Calculating the torque required by an Archimedes screw pump

Question

Given an Archimedes screw pump (shown below) how would you go about calculating the torque required to operate it? I'm assuming a situation where you have to design for a given flow rate, Q (m^3/s) and the diameter, angle of incline and head are known. The fluid to be pumped is water.

I believe the power required to lift water in such a pump is just the hydraulic power, which we have all the variables for:

  P(hyd) = rho * g * Q * H

 (Power = density * gravity * flow rate * head )

But I'm struggling to conceptualise how this translates into a value for torque.

Any help would be appreciated!

Answer 1

$P = 2 \pi T \omega$, where $T$ is torque and $\omega$ is the angular velocity in radians per second. Assuming that you know the flow and RPM, you can solve for torque.

I must add a caveat -- the above assumes no losses. Any friction, or water leaking backward in the assembly after it's been pumped part way up is going to reduce the efficiency, and thus increase the torque for a given flow.

(Edit, after the fact -- sorry for not thinking to include this before):

I know almost nothing about these pumps. I could come up with the above equation purely by using conservation of energy. If you're adding potential energy to something at a given rate, then conservation of energy says that if the process is 100% efficient then you need to be expending that same amount of energy, be it electrical, mechanical, or whatever.

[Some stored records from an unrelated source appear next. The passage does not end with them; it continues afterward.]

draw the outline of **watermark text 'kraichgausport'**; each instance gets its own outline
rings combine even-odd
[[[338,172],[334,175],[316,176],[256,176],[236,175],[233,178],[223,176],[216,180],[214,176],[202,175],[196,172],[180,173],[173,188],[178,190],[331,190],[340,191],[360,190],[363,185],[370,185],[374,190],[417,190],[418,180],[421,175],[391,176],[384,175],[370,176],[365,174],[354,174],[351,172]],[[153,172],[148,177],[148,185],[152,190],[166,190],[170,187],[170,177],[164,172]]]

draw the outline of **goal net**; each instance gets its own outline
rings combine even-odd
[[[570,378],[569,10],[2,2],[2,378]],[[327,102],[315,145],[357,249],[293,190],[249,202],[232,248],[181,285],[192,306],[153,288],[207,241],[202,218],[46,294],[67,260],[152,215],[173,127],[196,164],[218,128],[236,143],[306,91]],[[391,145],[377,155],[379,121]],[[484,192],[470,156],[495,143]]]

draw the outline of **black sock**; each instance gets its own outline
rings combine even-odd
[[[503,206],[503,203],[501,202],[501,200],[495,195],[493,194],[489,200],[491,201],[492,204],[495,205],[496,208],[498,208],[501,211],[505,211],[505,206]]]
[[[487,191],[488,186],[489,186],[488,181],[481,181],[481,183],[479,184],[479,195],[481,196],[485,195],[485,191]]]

So all I needed to do was to (A) know the power vs. torque and speed relation, and (B) assert 100% efficiency. You can use this sort of thing everywhere -- motors, pumps, switching power supplies (that's kind of a specific example, but I'm an EE), cars, trains, whatever. If you know the power out, and you can reasonably guess at the efficiency (or look it up in a book), then you know the power in.

Answer 2

Hydraulic power of a pump is $P_h=QgH\rho$, with flow $Q$, gravitational constant $g$, hydraulic height $H$ and fluid density $\rho$. Note that $H$ is a bit higher than the actual useful hydraulic height:

Shaft power (The power delivered at the shaft of the pump) is $P_s=P_h/\eta$, with hydraulic effiency $\eta$ - for screw pumps, this is usually around 75%. The strength of screw pumps is that this effiency is achieved over a wide range of flow rates.

Now you know the shaft power an can plug this into the formula provided by Tim: $T=\frac{P_s}{2\pi\omega}$.

Now you need to know $\omega$. RPM is $n=\frac{50}{\sqrt[3]{D^2}}$ with outer Diameter $D$ given in meters, then $n$ is given in rpm. This is the formula of Muysken, quoted after Nagel and Radlik. The actual rpm may be lower, at higher speeds the effiency suffers because more water flows back over the "shovels".

Wether your sizing a motor and gear or building the pump house, you should work closely with the manufacturer of the pump.

Source: Nagel / Radlik: Wasserförderschnecken - Planung, Bau und Betrieb von Wasserhebeanlagen.